Fulfilling a Promise

Angie Conley was first diagnosed with breast cancer at the age of 27.

Throughout the years, she never lost hope or allowed cancer to deny her of living life and giving life to two beautiful daughters, Sofie and Hannah. In 2014, at the young age of just 36, Angie lost the good fight.

Soon after, her husband, Dan, established a charitable fund through Stark Community Foundation to honor Angie and her dream – a dream she was working hard to make come true when she passed away from triple-negative stage 4 breast cancer.

After learning about toxic chemicals used in beauty products and their link to cancer, Angie started developing cosmetics using only organicand natural ingredients. She wanted to use the profits from the all-natural line to support women in her community impacted by the financial burden of cancer. While the cosmetic brand never hit shopping shelves, her lasting dream of helping local families did and continues to this day through The Little Pink Ribbon Girl Foundation.

“As a family, we felt the pain of financial hardship that comes along with being sick,” said Dan. “And, when you are fighting for your life, you’ll try just about anything anyone suggests – chiropractic care, acupuncture and other alternative treatments. That’s all out of pocket. Those expenses add up quickly, and unfortunately insurance typically doesn’t cover them.”

While Angie was living, fundraisers were held locally to support the Conley family. As a way of giving back to the community that showed so much support for them, their Foundation provides grants during the holiday season to area families affected by cancer. Holiday grants can be used to buy Christmas gifts, pay rent, purchase groceries – anything that would provide a sense of financial relief.

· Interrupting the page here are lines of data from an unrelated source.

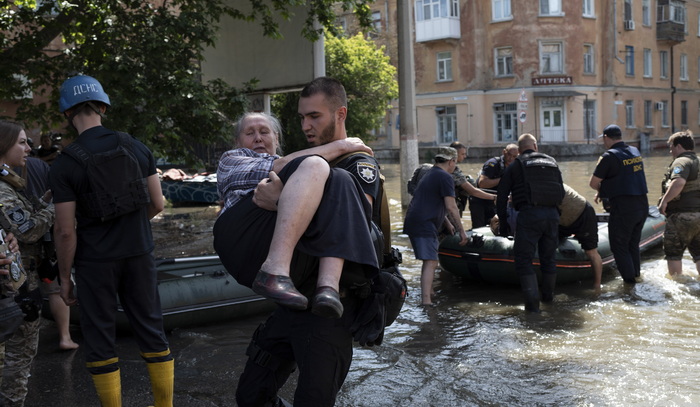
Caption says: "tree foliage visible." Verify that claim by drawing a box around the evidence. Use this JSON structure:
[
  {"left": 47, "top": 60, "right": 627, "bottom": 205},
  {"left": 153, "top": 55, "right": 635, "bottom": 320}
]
[
  {"left": 0, "top": 0, "right": 368, "bottom": 163},
  {"left": 272, "top": 33, "right": 399, "bottom": 153}
]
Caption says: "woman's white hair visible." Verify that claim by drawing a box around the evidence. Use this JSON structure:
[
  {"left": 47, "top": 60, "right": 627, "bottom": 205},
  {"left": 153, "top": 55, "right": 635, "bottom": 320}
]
[{"left": 235, "top": 112, "right": 282, "bottom": 155}]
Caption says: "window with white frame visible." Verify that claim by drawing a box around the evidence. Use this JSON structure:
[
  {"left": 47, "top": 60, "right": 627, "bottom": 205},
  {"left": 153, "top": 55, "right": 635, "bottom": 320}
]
[
  {"left": 372, "top": 11, "right": 382, "bottom": 32},
  {"left": 540, "top": 42, "right": 564, "bottom": 74},
  {"left": 493, "top": 103, "right": 518, "bottom": 142},
  {"left": 644, "top": 48, "right": 652, "bottom": 78},
  {"left": 437, "top": 52, "right": 452, "bottom": 82},
  {"left": 642, "top": 0, "right": 651, "bottom": 26},
  {"left": 540, "top": 0, "right": 564, "bottom": 16},
  {"left": 435, "top": 106, "right": 457, "bottom": 144},
  {"left": 625, "top": 45, "right": 634, "bottom": 76},
  {"left": 644, "top": 100, "right": 654, "bottom": 127},
  {"left": 659, "top": 51, "right": 668, "bottom": 79},
  {"left": 681, "top": 100, "right": 688, "bottom": 127},
  {"left": 494, "top": 47, "right": 513, "bottom": 76},
  {"left": 416, "top": 0, "right": 459, "bottom": 21},
  {"left": 661, "top": 100, "right": 669, "bottom": 127},
  {"left": 491, "top": 0, "right": 513, "bottom": 21},
  {"left": 679, "top": 54, "right": 688, "bottom": 81},
  {"left": 583, "top": 44, "right": 595, "bottom": 74},
  {"left": 625, "top": 100, "right": 634, "bottom": 128}
]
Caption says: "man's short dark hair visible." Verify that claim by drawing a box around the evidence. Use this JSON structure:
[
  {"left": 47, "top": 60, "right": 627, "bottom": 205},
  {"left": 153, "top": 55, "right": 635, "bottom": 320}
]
[
  {"left": 450, "top": 141, "right": 467, "bottom": 151},
  {"left": 668, "top": 130, "right": 695, "bottom": 151},
  {"left": 300, "top": 76, "right": 348, "bottom": 111}
]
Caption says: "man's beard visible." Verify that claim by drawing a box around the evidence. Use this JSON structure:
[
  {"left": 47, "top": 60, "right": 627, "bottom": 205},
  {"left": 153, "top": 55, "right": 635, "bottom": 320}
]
[{"left": 308, "top": 117, "right": 335, "bottom": 146}]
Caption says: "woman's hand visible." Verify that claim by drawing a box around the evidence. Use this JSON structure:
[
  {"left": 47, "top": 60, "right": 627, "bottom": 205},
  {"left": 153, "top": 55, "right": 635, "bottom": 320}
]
[{"left": 253, "top": 171, "right": 284, "bottom": 211}]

“If you have a stack of bills and it takes some stress off of you to pay some of those, then we want you to do that,” said Dan. “Or, if you want to use the money to buy gifts for your children, that’s fine too. We want these grants to provide hope and immediate support.”

Christmas was Angie’s favorite time of the year, so it came as no surprise that the family chose to award grants during the holiday season.

Angie and Dan also received a similar grant from the Josette Beddell Memorial Foundation to make their last Christmas as family of four special.

“When you are sick, you try so hard to normalize your life, especially if you have kids,” added Dan. “That grant made our last Christmas really memorable.”

The Foundation began awarding grants in 2015 and since then has provided nearly $10,000 in financial support to 13 families. One family in particular is a single mother whose son has cancer and is devastated by the financial strain caused by cancer. She could hardly talk when she found out they were receiving a holiday grant from The Little Pink Ribbon Girl Foundation. “She was sobbing, fumbling over her words,” recalled Dan. “It really meant a lot to her.”

Recipients who are impacted by cancer, demonstrate a need for financial assistance and live in or around Stark County can be nominated or can apply themselves through an online application at www.littlepinkribbongirl.org.

The Little Pink Ribbon Girl Foundation continues to grow with help from family, friends and the greater Stark County community. In fact, in lieu of Christmas presents each year, members of their extended family donate money to the Foundation. The community also rallied around Angie’s legacy in October at Eat, Drink and Give Hope, a cultivation event that raised more than money. It generated ideas and support for the mission of The Little Pink Ribbon Girl Foundation.

“This was Ang’s idea,” said Dan. “This Foundation – it’s us fulfilling a promise to her. She was our Little Pink Ribbon Girl and wanted more than anything to leave the world a little better than she found it.”